El posicionamiento del Senado se inscribe en un contexto de tensiones regionales y discusiones globales sobre el papel de los organismos multilaterales ante conflictos armados. Desde esta perspectiva, el pronunciamiento no solo expresa una condena específica, sino que busca reforzar la vigencia del marco jurídico internacional como base para la convivencia entre Estados.
Asimismo, el Senado señala que acompaña la posición expresada por la presidenta de México, Claudia Sheinbaum Pardo, quien ha sostenido que los conflictos internacionales deben resolverse exclusivamente por vías políticas, diplomáticas y pacíficas. En ese sentido, el comunicado incluye un exhorto directo a la Organización de las Naciones Unidas para que asuma de inmediato el papel que le corresponde en la preservación de la paz en el continente.

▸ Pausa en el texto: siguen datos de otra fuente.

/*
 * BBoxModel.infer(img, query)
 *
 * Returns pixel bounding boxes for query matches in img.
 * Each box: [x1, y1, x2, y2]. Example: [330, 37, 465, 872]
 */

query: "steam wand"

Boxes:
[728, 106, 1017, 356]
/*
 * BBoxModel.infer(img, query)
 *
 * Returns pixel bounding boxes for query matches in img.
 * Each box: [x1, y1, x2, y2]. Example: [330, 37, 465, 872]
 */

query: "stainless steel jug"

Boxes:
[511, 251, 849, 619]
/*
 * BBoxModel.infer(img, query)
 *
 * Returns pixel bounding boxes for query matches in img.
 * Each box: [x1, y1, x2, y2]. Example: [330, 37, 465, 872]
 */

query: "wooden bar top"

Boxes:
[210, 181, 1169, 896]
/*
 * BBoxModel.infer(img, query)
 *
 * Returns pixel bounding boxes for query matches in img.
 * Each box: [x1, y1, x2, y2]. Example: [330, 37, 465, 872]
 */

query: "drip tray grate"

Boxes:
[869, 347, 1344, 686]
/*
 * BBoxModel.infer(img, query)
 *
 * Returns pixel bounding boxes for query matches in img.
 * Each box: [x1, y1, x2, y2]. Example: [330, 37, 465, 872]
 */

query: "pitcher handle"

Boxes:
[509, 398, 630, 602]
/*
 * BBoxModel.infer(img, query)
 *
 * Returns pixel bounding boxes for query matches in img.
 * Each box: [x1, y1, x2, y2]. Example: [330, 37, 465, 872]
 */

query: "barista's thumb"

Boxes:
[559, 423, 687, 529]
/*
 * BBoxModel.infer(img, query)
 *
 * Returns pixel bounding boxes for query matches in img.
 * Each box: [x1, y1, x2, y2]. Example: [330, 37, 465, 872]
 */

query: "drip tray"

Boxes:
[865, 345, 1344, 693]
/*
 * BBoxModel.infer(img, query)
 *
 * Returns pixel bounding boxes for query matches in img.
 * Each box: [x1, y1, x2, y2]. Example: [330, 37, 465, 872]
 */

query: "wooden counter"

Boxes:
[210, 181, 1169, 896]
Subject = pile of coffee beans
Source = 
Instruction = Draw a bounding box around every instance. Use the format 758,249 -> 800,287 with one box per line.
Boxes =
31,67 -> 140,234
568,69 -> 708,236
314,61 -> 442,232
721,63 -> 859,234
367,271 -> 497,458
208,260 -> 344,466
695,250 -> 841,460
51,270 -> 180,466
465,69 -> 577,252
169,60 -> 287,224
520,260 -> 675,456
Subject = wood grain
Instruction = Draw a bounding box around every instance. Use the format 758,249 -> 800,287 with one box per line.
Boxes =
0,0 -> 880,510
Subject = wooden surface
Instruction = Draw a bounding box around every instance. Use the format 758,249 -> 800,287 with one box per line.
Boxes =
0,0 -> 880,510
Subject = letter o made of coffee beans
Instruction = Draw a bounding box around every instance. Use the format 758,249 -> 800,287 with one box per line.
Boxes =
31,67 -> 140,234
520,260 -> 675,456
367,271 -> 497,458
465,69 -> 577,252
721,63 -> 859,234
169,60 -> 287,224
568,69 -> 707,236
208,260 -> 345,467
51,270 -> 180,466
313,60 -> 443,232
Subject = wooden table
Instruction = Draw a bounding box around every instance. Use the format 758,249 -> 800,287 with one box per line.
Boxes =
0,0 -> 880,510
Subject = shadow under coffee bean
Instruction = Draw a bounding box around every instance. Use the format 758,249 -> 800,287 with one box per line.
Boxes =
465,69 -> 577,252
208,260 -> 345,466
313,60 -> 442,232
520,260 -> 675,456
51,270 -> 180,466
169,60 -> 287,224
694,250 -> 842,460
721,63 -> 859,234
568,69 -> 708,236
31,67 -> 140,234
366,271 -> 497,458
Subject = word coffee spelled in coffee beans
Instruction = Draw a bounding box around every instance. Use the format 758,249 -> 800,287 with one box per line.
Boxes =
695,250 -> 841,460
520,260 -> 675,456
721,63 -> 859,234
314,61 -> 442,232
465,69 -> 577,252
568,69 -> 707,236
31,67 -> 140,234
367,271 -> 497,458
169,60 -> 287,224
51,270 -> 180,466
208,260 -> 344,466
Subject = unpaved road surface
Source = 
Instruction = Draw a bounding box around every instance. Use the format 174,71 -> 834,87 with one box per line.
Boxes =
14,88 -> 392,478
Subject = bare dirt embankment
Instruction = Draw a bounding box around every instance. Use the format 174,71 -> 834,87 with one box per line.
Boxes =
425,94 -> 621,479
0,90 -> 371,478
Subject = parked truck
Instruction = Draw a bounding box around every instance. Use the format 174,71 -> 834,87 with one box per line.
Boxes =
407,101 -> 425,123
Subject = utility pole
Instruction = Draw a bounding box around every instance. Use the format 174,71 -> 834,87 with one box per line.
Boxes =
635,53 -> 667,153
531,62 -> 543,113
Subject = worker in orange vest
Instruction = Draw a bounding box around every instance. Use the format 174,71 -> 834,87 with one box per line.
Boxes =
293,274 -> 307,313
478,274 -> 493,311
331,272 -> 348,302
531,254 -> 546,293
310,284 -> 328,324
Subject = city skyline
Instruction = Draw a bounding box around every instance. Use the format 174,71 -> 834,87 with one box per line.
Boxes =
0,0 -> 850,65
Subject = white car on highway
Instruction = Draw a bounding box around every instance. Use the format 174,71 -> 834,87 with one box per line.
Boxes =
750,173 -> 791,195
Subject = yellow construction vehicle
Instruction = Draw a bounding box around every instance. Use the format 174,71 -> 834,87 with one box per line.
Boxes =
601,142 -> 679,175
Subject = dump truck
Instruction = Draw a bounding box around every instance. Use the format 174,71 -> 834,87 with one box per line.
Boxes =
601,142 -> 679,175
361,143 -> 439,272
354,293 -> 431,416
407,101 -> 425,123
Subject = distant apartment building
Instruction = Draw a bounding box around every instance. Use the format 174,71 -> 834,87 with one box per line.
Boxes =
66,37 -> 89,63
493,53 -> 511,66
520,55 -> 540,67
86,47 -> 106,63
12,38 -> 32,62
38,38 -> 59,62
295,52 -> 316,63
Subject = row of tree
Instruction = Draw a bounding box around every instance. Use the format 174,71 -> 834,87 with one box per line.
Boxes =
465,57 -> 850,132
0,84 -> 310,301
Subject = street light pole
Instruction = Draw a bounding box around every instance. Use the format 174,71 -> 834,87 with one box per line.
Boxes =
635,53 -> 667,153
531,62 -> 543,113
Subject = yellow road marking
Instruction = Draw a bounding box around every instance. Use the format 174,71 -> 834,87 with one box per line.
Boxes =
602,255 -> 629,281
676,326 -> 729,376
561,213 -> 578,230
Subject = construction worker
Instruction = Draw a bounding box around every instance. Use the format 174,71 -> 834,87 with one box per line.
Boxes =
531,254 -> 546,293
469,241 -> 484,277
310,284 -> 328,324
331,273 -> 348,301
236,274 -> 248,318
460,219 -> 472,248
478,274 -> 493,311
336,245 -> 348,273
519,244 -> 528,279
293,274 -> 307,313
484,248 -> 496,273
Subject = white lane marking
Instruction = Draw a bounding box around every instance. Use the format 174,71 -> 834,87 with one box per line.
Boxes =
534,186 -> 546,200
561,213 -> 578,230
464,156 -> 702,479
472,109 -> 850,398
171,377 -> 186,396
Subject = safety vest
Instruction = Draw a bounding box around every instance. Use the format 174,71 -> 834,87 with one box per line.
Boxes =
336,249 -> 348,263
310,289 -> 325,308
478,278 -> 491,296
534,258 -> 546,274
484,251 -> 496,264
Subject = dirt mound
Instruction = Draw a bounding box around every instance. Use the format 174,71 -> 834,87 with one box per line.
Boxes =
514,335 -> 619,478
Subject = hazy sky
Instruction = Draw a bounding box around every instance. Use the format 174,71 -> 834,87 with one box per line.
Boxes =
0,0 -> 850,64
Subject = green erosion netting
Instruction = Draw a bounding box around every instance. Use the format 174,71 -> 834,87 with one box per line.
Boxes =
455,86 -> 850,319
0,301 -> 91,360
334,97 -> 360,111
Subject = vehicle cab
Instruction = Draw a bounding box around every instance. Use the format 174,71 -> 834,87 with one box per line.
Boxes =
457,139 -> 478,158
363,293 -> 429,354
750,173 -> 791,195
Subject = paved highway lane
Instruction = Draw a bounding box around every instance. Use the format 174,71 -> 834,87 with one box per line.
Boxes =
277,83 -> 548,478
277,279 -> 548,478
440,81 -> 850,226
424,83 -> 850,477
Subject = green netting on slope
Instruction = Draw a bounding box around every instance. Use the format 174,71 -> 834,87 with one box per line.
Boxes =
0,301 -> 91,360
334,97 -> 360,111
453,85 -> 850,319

El documento concluye con la reiteración del compromiso de México con la defensa del orden jurídico internacional y con el respeto irrestricto a la soberanía de los pueblos. Esta postura refuerza la continuidad de la política exterior mexicana y marca una posición clara del Poder Legislativo frente a escenarios de intervención armada, subrayando la relevancia de los mecanismos diplomáticos y multilaterales como vía para la resolución de conflictos internacionales.